The duration of the laser pulses used in the study was 200 femtoseconds (a

femtosecond is a millionth of a billionth of a second), and the pulses were

delivered at a rate of one thousand per second. The delicate axons severed by

the procedure, with no apparent damage to surrounding tissue, were on average

just 0.3 microns, or 300 nanometers, in diameter (a nanometer is one billionth

of a meter).

" I am very excited about the merging of this new technology into

biological research. I didn't know anything about femtosecond laser technology

until the physicists explained it to me, " said Jin, who has spent years

investigating the development of the worm's nervous system. " Now there is a lot

to do--it has opened up the potential to address questions that we have never

been able to address before. "

In their experiments, the researchers cut a nerve that runs from one side

of the worm's body to the other. The nerve inhibits contraction of muscles on

one side of the body while the muscles on the other side are contracting. It

functions during the alternating contractions of muscles on either side of the

body that enable the worm to wiggle backward with a smooth wavelike motion.

Hulusi Cinar and Jin have been studying so-called " shrinker " mutants that lack

this ability due to a genetic defect.

" A normal worm, when you touch its head, will move backward in a smooth

motion. In the shrinker mutants, the muscles on both sides contract

simultaneously, so they don't move back, " Cinar said. " So these neurons were a

good target for surgery because we knew that when they are knocked out you get a

well-defined behavioral effect, and it's straightforward to see if their

function has been recovered through regeneration. "

Nese Cinar designed a movement assay to evaluate the behavioral effects in

the worms and evaluated the worms in the experiments in a " blinded " manner, not

knowing which ones had received the surgery.

" Without such functional assays, any anatomically observed regeneration

could be explained in various ways, such as bleaching and recovery of the marker

protein used to label the neurons, " she said.

The nanosurgery, performed by Yanik at Stanford on anesthetized juvenile

worms, could be completed in about 10 minutes per worm once the equipment was

set up. Although regeneration of peripheral nerves is nothing new, Chisholm said

he was still surprised by the rapid recovery of function in the worms. Most of

the severed axons regrew within 12 to 24 hours after the laser surgery.

Preliminary observations indicated that after an axon is cut, the nerve cell

sprouts a new axon from the severed end that regrows to reach the target muscle.

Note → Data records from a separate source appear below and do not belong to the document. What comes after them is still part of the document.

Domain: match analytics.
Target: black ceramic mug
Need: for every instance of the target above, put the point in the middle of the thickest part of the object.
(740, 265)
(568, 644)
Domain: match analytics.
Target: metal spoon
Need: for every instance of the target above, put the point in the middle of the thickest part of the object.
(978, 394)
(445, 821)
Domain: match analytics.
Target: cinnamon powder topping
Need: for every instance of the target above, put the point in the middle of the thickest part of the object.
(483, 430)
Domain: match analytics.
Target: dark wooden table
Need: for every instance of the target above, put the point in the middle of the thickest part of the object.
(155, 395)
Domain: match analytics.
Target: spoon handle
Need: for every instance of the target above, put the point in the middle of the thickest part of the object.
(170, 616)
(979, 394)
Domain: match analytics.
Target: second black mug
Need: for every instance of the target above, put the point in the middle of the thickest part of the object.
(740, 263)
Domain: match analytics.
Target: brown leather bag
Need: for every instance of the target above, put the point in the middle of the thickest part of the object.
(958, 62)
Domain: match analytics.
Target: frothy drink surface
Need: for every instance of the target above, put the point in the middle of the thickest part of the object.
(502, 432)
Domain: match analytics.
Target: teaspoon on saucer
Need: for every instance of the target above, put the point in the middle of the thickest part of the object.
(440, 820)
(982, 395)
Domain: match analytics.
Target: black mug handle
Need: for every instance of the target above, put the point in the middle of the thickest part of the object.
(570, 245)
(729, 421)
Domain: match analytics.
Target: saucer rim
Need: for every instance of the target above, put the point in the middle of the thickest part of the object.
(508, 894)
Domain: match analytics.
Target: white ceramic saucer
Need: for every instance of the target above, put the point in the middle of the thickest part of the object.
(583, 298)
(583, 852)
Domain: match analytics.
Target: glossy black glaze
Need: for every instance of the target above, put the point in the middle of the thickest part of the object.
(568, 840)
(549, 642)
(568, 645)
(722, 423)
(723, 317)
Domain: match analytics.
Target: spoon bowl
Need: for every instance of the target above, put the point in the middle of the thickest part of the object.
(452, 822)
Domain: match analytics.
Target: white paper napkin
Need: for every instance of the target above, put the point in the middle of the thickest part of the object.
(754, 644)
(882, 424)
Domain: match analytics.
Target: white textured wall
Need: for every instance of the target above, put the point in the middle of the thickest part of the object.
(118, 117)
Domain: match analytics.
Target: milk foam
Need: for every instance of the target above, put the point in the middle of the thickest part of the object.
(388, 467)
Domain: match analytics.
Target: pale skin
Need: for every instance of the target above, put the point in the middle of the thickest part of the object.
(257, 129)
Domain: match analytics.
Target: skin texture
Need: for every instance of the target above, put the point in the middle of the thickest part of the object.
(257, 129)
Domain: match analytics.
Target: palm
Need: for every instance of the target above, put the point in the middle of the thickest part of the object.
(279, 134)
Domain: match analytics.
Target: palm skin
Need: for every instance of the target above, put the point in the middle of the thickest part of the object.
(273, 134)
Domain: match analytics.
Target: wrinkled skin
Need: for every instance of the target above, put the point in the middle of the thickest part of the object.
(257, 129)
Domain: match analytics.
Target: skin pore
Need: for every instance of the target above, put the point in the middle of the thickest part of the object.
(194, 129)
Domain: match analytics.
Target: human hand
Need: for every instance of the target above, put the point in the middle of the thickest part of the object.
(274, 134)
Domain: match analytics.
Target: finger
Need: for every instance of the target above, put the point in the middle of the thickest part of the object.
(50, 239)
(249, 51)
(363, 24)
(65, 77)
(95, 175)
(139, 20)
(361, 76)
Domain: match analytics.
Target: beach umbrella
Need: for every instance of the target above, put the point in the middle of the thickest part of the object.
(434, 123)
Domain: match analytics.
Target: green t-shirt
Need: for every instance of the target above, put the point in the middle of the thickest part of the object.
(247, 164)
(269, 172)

In some cases, however, it appears that the two severed ends reattach, Chisholm

said.

" Clearly there is a lot more biology going on here that we need to

explore. This just opens up a lot of exciting things to study, " he said.

C. elegans, an almost microscopic nematode or roundworm, has become an

extremely important system for biomedical research. Geneticists have identified

thousands of genes in the worm that have counterparts in humans. A relatively

simple organism with a short generation time, reproducing in just three days, it

is easy to study in the laboratory. It has many of the same basic physiological

and anatomical features, such as muscles and nerves, found in more complex

animals. And it is even transparent, making it easy to see things like nerves

inside its body. The researchers who pioneered the use of C. elegans for

biomedical research received the 2002 Nobel Prize for physiology and medicine.

Now this excellent model system for biomedical research is available for

studying nerve regeneration. One of the fundamental questions researchers want

to answer is why nerve damage in the central nervous system--the brain and

spinal cord--is usually permanent.

" In humans, peripheral nerves will regrow, but in the central nervous

system the regrowth of axons is inhibited by the local environment. That's why

spinal cord injuries are so serious. We want to find out why a severed axon will

regrow in some situations and not in others, " Chisholm said.